De Finse hoogleraar internationaal recht Martti Koskenniemi, oud-voorzitter van de studiegroep over fragmentatie van internationaal recht van de VN-Commissie voor Internationaal recht[8] is sceptisch over de universaliteit van het volkenrecht, omdat (zolang als) het evenwicht tussen wat behoort (norm) en wat is (feit) ontbreekt in de relaties tussen oude en nieuwe statenstaten.[9] Dat roept de vraag op hoe volkenrecht ‘the language of global authority’ zou kunnen worden.[10] Zijn antwoord: een theorie zonder normatief perspectief is een ‘non-binding apology’, een theorie zonder feitelijke grondslag ‘an ephemeral utopia’.[11] Koskenniemi lijkt er niet veel vertrouwen in te hebben dat de juiste melange mogelijk is:
International law is an argumentative practice.

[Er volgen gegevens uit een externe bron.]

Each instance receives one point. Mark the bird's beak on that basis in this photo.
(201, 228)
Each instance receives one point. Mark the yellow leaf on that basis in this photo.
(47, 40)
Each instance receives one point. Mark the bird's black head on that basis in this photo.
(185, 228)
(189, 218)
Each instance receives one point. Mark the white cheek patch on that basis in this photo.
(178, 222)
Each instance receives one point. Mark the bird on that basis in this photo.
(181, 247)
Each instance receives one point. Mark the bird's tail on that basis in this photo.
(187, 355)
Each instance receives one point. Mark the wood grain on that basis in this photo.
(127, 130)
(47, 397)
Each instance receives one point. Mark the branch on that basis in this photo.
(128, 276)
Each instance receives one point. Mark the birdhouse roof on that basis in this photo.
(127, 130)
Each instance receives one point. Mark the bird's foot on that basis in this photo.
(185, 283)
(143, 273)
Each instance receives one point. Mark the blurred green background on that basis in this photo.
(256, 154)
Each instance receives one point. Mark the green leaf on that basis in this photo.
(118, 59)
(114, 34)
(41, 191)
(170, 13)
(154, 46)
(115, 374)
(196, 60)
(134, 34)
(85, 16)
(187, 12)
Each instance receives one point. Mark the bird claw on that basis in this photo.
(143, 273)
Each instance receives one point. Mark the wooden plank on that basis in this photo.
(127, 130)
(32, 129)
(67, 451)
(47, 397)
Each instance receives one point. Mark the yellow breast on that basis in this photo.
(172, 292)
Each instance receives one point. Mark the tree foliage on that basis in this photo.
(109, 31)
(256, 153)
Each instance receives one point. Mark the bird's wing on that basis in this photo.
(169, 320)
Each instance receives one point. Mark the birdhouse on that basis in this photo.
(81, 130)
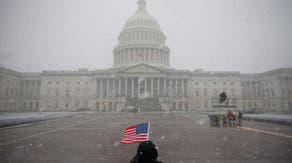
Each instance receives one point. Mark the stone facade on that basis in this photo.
(141, 77)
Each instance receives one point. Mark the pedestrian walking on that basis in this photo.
(239, 118)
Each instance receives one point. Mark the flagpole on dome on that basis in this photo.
(148, 130)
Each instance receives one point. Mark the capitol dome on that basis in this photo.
(141, 41)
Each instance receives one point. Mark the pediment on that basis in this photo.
(143, 68)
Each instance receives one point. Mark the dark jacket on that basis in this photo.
(135, 160)
(147, 152)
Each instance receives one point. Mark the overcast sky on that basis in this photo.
(214, 35)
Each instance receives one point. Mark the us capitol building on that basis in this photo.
(142, 77)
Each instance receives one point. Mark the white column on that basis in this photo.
(158, 87)
(107, 87)
(152, 92)
(183, 88)
(120, 89)
(101, 88)
(138, 87)
(145, 85)
(164, 86)
(133, 95)
(114, 87)
(126, 86)
(176, 88)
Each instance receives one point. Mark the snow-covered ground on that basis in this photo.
(12, 119)
(270, 116)
(11, 116)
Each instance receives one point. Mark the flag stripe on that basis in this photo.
(136, 134)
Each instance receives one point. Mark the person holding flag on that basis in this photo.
(147, 151)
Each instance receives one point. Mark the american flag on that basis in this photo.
(136, 134)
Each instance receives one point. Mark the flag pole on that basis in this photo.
(148, 131)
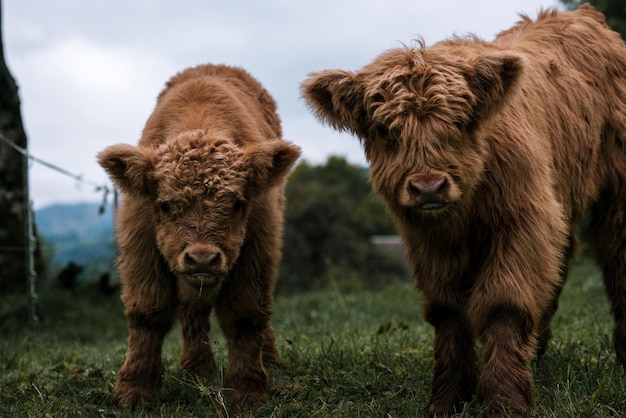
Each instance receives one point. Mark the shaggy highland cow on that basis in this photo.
(200, 230)
(487, 153)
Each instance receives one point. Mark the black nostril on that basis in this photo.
(200, 259)
(429, 187)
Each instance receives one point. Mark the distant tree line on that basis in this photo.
(614, 10)
(331, 216)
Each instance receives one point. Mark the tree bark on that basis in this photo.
(14, 204)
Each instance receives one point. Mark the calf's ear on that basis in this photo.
(270, 162)
(129, 167)
(494, 79)
(336, 98)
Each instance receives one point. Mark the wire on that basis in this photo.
(76, 177)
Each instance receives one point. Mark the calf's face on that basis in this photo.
(418, 115)
(199, 190)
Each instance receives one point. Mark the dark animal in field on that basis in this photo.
(199, 230)
(68, 275)
(487, 154)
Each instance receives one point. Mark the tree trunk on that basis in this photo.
(14, 255)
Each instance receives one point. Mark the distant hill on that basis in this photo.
(78, 233)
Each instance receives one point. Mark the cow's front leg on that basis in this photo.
(245, 323)
(505, 385)
(139, 379)
(455, 374)
(197, 356)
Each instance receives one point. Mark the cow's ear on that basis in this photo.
(270, 162)
(494, 79)
(336, 98)
(129, 167)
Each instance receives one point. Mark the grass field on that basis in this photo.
(366, 354)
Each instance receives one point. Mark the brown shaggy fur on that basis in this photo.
(199, 230)
(487, 153)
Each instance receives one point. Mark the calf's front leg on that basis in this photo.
(455, 374)
(139, 379)
(197, 356)
(505, 385)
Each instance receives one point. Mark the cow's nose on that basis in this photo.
(432, 187)
(202, 260)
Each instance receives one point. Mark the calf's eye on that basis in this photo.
(164, 207)
(382, 131)
(238, 205)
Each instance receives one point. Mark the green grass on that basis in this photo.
(366, 354)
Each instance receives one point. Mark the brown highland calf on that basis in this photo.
(487, 153)
(199, 229)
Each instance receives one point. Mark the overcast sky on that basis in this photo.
(89, 71)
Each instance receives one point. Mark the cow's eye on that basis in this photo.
(238, 205)
(383, 132)
(165, 207)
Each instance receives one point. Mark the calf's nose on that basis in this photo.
(429, 187)
(202, 260)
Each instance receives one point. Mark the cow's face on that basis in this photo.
(200, 189)
(417, 116)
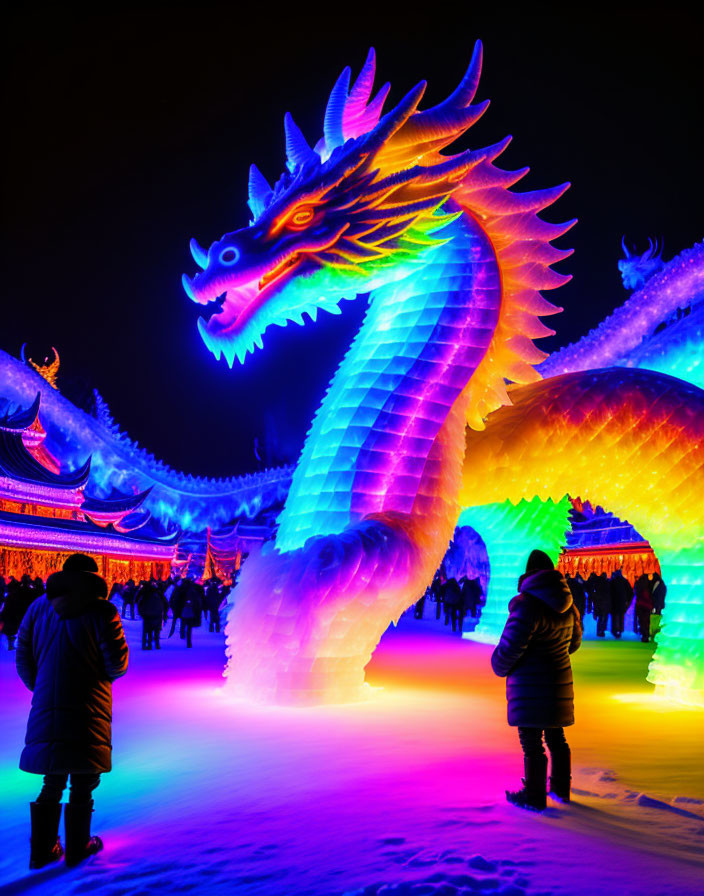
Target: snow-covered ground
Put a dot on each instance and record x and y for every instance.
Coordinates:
(402, 794)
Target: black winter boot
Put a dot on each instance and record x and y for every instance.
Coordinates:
(560, 776)
(79, 843)
(45, 846)
(533, 795)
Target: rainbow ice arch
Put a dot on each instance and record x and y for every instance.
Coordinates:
(443, 408)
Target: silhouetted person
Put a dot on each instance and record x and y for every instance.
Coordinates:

It is about persuading targeted audiences such as courts, colleagues, politicians, and readers of legal texts about the legal correctness – lawfulness legitimacy, justice, permissibility, validity etc. - of the position one defends. What passes for method, in other words, has to do with what counts as persuasive arguments in international law.[12]
Anders gezegd, voor soevereine staten is volkenrecht ‘what international lawyers do and how they think.’[13] De hoofdredacteur van de MPEPIL, Rüdiger Wolfrum, begint zijn antwoord op de vraag of internationaal recht wel recht is met het beruchte citaat van John Bolton, die onder de Amerikaanse president George W. Bush korte tijd de VS als ambassadeur bij de VN vertegenwoordigde:
International law is not law; it is a series of political and moral arrangements that stand or fall on their own merits, and anything else is simply theology and superstition masquerading as law.[14]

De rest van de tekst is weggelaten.